Height has typically been considered a disadvantage at the cornerback position, but Carroll thinks otherwise. His belief in tall, physical corners led him to 6-foot-3 Richard Sherman and 6-foot-4 Brandon Browner.

Few could have predicted the kind of success they have had. Sherman—now arguably the best cornerback in the league—had only been playing the position for two years when Carroll selected him in the fifth round in 2011. Browner—already with a Pro Bowl selection under his belt—went undrafted out of Oregon State and had been playing in the Canadian Football League when Carroll signed him less than two years ago.   

The two now make up arguably the best secondary in the NFL and are a major reason why Seattle leads the league in scoring defense.

Then there’s the case of J.R. Sweezy. A defensive lineman in college, he was picked up by the Seahawks in the seventh round of last year’s draft and is now the team’s starting right tackle. Yes, you read that correctly—right tackle as in the position on the offensive line. Carroll & Co. made the decision to convert Sweezy from a defensive lineman into an offensive lineman, and less than a year later he is the starting right tackle for the second-best rushing attack in the NFL.

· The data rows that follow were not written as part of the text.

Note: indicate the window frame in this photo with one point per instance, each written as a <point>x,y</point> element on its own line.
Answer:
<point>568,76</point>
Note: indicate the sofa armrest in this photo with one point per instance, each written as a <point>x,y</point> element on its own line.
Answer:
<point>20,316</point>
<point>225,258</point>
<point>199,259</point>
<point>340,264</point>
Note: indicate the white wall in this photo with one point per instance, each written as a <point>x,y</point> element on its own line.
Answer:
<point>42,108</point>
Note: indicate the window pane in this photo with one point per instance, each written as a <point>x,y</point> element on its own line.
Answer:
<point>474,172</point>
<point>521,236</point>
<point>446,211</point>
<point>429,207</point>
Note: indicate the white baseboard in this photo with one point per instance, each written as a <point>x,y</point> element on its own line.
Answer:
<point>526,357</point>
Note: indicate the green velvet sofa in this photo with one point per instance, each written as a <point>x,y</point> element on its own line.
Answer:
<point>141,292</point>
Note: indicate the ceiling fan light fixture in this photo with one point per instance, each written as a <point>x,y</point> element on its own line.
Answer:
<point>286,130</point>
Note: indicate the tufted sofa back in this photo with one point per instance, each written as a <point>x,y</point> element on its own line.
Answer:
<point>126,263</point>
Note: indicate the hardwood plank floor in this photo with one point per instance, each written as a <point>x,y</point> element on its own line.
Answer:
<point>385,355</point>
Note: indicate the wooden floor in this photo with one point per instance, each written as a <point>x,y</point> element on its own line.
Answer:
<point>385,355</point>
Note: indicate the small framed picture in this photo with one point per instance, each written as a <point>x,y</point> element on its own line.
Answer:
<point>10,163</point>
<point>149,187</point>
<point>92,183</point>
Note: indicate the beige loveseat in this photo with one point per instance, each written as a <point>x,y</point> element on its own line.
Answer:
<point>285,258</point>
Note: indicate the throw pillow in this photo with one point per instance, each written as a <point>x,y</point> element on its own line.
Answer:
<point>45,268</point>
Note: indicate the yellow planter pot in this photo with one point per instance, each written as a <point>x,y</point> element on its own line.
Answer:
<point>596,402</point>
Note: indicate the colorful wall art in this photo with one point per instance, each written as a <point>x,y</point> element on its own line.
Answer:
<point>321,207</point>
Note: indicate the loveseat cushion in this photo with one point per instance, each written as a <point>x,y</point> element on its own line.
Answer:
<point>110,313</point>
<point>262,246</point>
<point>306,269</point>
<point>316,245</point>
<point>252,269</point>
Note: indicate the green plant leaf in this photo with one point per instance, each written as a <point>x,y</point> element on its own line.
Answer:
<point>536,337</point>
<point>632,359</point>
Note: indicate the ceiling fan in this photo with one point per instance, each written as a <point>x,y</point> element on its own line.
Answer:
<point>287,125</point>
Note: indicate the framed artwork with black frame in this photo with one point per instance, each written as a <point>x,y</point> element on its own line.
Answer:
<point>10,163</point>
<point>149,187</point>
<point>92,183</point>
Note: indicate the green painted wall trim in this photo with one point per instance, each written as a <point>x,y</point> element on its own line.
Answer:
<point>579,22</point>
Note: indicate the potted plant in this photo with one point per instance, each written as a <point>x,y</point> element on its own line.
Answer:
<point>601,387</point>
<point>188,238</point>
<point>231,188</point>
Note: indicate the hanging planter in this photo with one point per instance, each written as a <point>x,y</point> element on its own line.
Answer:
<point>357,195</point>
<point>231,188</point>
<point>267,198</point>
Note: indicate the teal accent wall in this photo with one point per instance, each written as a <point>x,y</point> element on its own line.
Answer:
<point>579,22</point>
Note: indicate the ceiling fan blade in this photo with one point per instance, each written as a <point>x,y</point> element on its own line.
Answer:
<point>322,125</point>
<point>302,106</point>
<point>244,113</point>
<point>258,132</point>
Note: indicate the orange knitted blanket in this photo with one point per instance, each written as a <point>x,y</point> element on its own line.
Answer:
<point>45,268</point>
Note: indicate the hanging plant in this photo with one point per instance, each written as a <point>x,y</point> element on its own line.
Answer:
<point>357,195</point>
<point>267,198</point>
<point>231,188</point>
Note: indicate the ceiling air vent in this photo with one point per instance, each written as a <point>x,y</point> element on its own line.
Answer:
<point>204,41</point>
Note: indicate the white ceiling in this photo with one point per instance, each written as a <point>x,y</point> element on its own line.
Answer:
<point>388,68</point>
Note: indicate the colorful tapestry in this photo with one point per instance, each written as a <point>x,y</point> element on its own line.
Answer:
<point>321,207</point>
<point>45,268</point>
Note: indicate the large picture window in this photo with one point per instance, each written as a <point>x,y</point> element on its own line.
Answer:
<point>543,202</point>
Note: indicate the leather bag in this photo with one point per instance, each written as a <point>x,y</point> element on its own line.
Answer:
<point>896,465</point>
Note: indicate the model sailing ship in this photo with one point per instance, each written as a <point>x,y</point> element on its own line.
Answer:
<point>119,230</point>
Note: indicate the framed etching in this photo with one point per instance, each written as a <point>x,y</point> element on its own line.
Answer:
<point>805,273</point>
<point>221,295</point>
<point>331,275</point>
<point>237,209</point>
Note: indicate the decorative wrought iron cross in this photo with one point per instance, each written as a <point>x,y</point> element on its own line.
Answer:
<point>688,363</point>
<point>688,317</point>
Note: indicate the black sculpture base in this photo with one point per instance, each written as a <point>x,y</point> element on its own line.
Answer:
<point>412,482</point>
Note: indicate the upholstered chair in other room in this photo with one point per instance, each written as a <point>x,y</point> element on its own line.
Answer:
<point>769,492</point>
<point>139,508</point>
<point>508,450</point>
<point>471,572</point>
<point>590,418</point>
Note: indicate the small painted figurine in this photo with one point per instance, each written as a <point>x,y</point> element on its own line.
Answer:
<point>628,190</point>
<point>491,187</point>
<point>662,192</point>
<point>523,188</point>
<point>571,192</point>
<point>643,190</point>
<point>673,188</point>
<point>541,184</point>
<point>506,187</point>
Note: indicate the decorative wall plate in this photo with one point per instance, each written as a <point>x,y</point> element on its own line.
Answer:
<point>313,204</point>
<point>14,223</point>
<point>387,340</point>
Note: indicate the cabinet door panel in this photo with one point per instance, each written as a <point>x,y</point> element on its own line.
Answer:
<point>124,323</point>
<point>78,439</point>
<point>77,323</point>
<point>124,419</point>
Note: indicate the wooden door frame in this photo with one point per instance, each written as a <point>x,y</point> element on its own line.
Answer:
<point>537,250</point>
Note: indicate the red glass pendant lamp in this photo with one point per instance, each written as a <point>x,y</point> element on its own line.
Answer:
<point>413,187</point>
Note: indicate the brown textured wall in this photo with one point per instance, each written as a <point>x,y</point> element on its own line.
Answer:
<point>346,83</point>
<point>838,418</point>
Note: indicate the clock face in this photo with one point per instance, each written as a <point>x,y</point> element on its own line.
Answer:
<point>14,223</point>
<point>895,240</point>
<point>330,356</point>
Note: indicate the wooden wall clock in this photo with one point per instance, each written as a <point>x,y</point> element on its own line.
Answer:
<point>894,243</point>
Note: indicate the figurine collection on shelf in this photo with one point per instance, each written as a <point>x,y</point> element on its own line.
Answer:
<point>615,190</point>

It was yet another instance of incredible foresight and a willingness to attempt the unconventional by Carroll and the Seahawks coaching staff.

People have long noted the uncommonness of Carroll’s sideline persona in comparison to other NFL head coaches, but they are only beginning to recognize the unique avenues he has taken to build a rising power in this league.

His open-minded approach and willingness to take risks has played a big role in assembling a roster loaded with young talent that should make Seattle a championship contender for years and years to come.